The International Maritime Rescue Federation (IMRF) mentioned that building capability rather than reacting to tragedy should be the priority for maritime search and rescue (SAR), in a statement delivered at the World Humanitarian Summit
The IMRF supports the UN Secretary General Ban Ki-Moon’s push to find solutions to the widening funding gap and to move investment from external crisis intervention to providing local and national SAR response capability to manage the initial response and structure plans to escalate efforts with international support.
As IMRF, CEO Bruce Reid explains:
“Not all humanitarian crises can be planned and managed for, but many have common characteristics and one is the lack of sophistication in local and national SAR coordination.For the maritime interventions we need to see countries develop greater co-ordination capability – one of the most important aims of the International Maritime Organisation’s (IMO) Global SAR plan.”
At the Summit, the international charity that aims to prevent loss of life in the world’s waters, called for the promotion, formation and development of maritime search and rescue services across the world at the World Humanitarian Summit.
The commitment to rescue any person in distress at sea is long-standing and internationally agreed and the IMRF, representing 114 organisations spanning 48 countries, offered both a call, and a commitment, to action at the Summit.
Specifically, the IMRF committed to:
• Champion the completion of the International Maritime Organization’s Global Search and Rescue Plan; supporting Governments and Search & Rescue organisations internationally to deliver an integrated sea rescue service.
• Assist in building improved and fully coordinated response capability in areas of high risk; reducing the global drowning death toll of migrants, notably in the Aegean and Eastern Mediterranean, by convening sea Search & Rescue actors to provide vessels, training and equipment – resulting in permanently strengthened local capability.
• Offer an international forum for dialogue on, and delivery of, sea rescue; inviting national and international humanitarian actors to explore innovative and higher-impact action.

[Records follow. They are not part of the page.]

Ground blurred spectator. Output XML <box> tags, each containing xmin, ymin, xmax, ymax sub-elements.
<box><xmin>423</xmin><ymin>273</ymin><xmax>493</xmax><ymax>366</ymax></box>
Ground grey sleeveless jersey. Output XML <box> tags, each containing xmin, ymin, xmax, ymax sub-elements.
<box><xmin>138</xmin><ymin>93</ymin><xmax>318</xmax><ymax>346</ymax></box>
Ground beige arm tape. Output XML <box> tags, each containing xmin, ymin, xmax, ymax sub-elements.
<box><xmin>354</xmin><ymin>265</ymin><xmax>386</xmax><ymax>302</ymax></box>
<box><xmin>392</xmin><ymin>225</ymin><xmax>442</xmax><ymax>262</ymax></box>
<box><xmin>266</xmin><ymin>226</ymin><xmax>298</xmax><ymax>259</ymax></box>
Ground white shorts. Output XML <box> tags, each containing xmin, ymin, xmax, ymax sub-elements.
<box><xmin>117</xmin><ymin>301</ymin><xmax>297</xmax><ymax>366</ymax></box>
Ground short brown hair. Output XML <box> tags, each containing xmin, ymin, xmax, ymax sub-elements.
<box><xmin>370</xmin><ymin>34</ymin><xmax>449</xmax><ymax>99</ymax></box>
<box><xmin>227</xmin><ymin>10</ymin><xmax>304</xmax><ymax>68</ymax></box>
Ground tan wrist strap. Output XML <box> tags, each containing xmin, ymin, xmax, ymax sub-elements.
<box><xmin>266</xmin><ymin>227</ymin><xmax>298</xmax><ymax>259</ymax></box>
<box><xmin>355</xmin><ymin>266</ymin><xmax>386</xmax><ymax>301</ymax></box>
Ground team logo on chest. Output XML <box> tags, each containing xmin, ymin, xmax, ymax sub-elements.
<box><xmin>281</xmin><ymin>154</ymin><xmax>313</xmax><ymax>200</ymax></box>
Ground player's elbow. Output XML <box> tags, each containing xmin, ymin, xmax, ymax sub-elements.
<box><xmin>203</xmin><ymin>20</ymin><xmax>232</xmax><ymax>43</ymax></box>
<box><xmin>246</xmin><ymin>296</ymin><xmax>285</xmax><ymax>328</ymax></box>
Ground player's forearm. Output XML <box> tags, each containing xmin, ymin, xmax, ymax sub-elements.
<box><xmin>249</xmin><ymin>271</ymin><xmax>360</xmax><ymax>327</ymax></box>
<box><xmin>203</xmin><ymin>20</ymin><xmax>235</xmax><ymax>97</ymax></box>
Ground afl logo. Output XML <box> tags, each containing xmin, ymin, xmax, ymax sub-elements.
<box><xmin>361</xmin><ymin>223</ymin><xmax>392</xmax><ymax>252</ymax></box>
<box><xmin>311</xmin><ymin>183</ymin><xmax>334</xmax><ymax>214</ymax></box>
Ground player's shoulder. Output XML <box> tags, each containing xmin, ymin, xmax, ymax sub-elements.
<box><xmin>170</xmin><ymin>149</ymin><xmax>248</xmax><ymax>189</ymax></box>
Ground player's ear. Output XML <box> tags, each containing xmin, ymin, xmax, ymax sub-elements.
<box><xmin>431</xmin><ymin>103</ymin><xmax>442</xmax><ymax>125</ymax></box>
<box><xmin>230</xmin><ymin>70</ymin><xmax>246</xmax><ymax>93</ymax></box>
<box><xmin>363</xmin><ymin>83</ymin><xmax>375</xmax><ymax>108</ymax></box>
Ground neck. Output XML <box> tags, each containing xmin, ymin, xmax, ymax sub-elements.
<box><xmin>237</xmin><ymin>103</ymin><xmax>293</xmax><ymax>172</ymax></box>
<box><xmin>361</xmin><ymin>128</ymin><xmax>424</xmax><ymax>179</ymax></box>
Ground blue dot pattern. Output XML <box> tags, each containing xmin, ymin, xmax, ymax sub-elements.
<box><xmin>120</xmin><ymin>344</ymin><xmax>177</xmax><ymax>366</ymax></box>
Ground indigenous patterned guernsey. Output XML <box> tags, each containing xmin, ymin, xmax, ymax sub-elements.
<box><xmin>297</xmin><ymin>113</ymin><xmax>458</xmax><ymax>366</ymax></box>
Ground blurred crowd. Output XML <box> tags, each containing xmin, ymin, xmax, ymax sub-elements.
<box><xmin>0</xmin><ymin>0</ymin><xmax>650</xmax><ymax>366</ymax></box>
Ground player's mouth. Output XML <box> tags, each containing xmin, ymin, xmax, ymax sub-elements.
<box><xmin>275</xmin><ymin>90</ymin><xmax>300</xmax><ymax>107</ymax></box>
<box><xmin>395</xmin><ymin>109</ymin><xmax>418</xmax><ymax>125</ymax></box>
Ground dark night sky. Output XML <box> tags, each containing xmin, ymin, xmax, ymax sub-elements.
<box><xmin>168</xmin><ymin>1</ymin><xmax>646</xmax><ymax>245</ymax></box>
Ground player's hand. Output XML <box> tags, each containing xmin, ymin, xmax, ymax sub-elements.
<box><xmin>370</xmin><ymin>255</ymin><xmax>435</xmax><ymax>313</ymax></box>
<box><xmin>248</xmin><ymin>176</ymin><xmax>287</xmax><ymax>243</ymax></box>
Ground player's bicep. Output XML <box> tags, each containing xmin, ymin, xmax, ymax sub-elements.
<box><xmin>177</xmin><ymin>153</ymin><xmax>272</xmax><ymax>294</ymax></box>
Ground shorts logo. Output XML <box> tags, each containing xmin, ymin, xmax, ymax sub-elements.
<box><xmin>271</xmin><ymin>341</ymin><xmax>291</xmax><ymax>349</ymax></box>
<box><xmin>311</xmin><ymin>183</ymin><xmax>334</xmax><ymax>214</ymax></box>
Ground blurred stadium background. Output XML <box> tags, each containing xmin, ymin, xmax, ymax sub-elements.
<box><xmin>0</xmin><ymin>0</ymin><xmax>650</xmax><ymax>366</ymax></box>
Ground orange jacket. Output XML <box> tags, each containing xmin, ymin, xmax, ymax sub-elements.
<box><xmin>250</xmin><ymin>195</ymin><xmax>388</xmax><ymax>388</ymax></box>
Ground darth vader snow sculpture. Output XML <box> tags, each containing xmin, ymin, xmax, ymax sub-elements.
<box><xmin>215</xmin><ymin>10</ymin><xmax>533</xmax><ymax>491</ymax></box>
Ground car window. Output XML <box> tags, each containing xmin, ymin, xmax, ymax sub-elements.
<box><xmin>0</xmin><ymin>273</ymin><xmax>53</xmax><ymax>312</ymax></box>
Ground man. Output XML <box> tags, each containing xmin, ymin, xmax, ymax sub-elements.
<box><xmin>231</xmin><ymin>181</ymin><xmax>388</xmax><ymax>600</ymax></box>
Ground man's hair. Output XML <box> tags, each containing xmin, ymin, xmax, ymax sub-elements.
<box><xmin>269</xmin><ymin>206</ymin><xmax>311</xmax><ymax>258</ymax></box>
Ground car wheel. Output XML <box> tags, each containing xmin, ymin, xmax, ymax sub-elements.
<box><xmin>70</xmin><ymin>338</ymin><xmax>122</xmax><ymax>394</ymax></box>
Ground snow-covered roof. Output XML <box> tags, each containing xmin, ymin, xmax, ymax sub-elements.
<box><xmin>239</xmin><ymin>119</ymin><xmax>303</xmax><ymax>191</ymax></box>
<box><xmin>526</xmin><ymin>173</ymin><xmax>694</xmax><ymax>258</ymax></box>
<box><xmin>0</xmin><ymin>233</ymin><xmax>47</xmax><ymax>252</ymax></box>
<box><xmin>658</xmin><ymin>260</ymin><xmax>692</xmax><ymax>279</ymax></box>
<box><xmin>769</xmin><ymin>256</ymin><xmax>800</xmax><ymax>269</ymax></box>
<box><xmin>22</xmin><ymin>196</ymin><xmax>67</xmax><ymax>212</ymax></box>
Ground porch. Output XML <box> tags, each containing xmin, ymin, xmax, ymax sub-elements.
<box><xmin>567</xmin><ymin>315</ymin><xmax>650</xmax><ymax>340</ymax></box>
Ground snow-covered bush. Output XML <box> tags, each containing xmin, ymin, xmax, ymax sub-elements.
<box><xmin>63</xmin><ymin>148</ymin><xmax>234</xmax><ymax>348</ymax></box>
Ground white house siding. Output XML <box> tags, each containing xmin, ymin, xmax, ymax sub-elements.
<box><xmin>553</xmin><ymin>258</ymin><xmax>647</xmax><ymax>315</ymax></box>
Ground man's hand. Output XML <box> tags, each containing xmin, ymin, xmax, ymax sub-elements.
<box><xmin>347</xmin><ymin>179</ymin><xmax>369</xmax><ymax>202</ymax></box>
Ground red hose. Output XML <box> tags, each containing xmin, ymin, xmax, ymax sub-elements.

Helen Morten, Head of International Advocacy at RNLI, delivered the following statement to the chamber on behalf of the IMRF:
“Every life lost at sea is a tragedy. A tragedy heightened, given the long-standing, internationally agreed commitment to rescue any person in distress at sea. Irrespective of circumstance,whether a Syrian family seeking asylum, mixed migrants leaving Libyan shores or a Rohingyan refugee, every person in peril at sea should be rescued and transferred to safety. This is not simply a moral conviction but an internationally agreed commitment. In the past 18 months, 5127 migrants –men, women and children – have gone missing, believed drowned, and the number of people making the Mediterranean crossing is unprecedented. Never has there been a more urgent need for the international community to cooperate. Simply, sea rescue must now be recognised, and resourced, as a priority humanitarian intervention.”
“Tackling this growing problem can only be helped through close co-operation along with the right equipment and training and the completion of the International Maritime Organisation’s Global Search and Rescue Plan.”